Page:Sévigné - Lettres, éd. Monmerqué, 1862, tome 4.djvu/361

La bibliothèque libre.
Le texte de cette page a été corrigé et est conforme au fac-similé.
— 355 —

1676Adieu, ma très-belle et très-aimable : je vous conjure tous de respecter, avec tremblement, ce qui s’appelle un rhumatisme ; il me semble que présentement je n’ai rien de plus important à vous recommander. Voici le frater qui peste contre vous depuis huit jours, de vous être opposée, à Paris, au remède de M. de l’Orme.

de charles de sévigné.

Si ma mère s’étoit abandonnée au régime de ce bonhomme, et qu’elle eût pris tous les mois de sa poudre, comme il le vouloit, elle ne seroit point tombée dans cette maladie, qui ne vient que d’une réplétion épouvantable d’humeurs ; mais c’étoit vouloir assassiner ma mère, que de lui conseiller d’en essayer une prise. Cependant ce remède si terrible, qui fait trembler en le nommant, qui est composé avec de l’antimoine, qui est une espèce d’émétique, purge beaucoup plus doucement qu’un verre d’eau de fontaine, ne donne pas la moindre tranchée, pas la moindre douleur, et ne fait autre effet[1] que de rendre la tête nette et légère, et capable de faire des vers, si on vouloit s’y appliquer. Il ne falloit pourtant pas en prendre : « Vous moquez-vous, mon frère, de vouloir faire prendre de l’antimoine à ma mère ? Il ne faut seulement que du régime, et prendre un petit bouillon de séné tous les mois : » voilà ce que vous disiez.

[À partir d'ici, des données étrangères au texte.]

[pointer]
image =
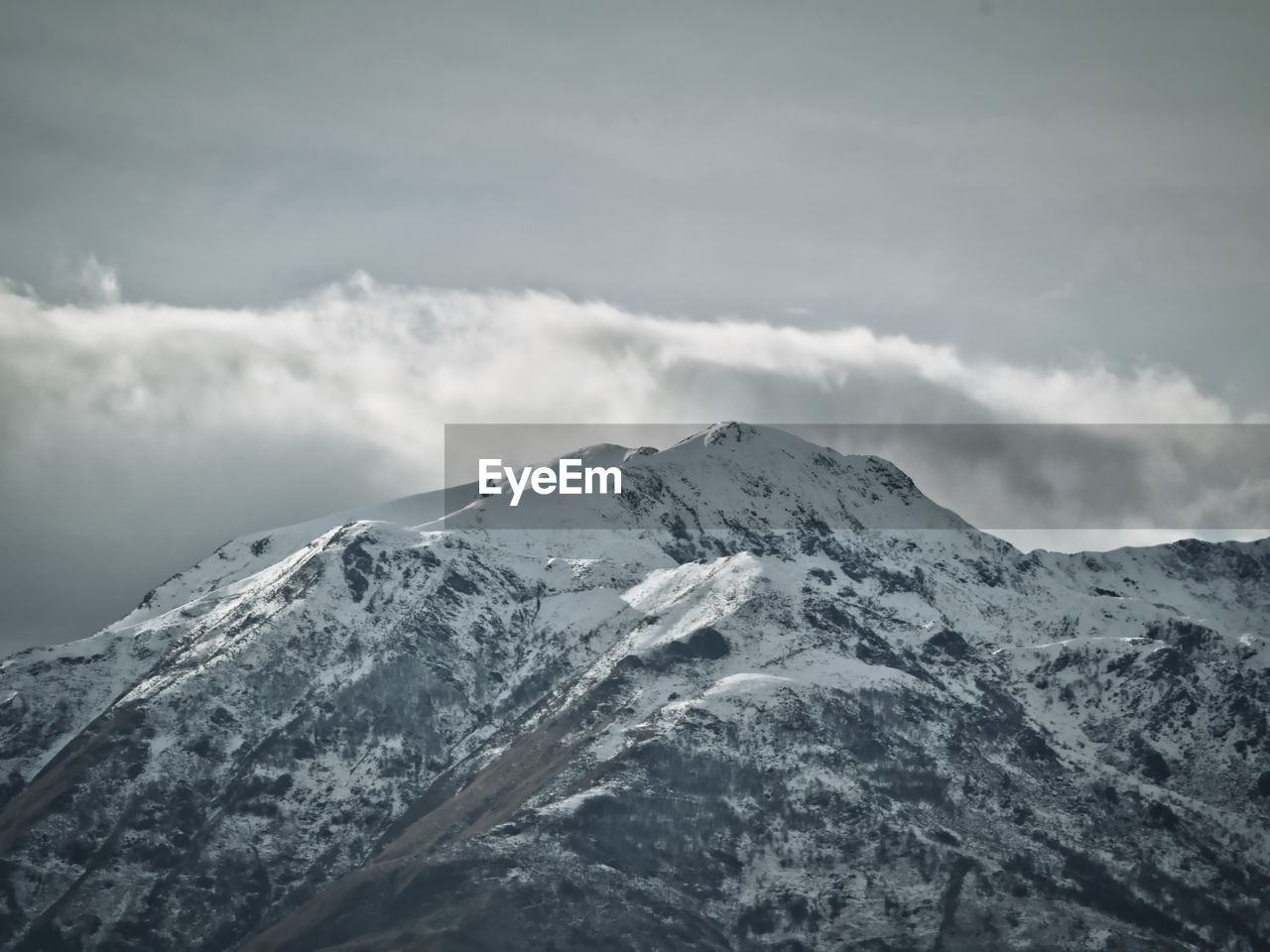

Adieu, ma petite sœur ; je suis en colère quand je songe que nous aurions pu éviter cette maladie avec ce remède, qui nous rend si vite la santé, quoi que l’impatience de ma mère lui fasse dire. Ma mère s’écrie[2] : « Ô mes enfants, que vous êtes fous de croire qu’une maladie se

  1. « Et ne fait autre chose. » (Édition de 1784.)
  2. « Quelque chose que l’impatience de ma mère lui fasse dire. Elle s’écrie, etc. » (Ibidem.)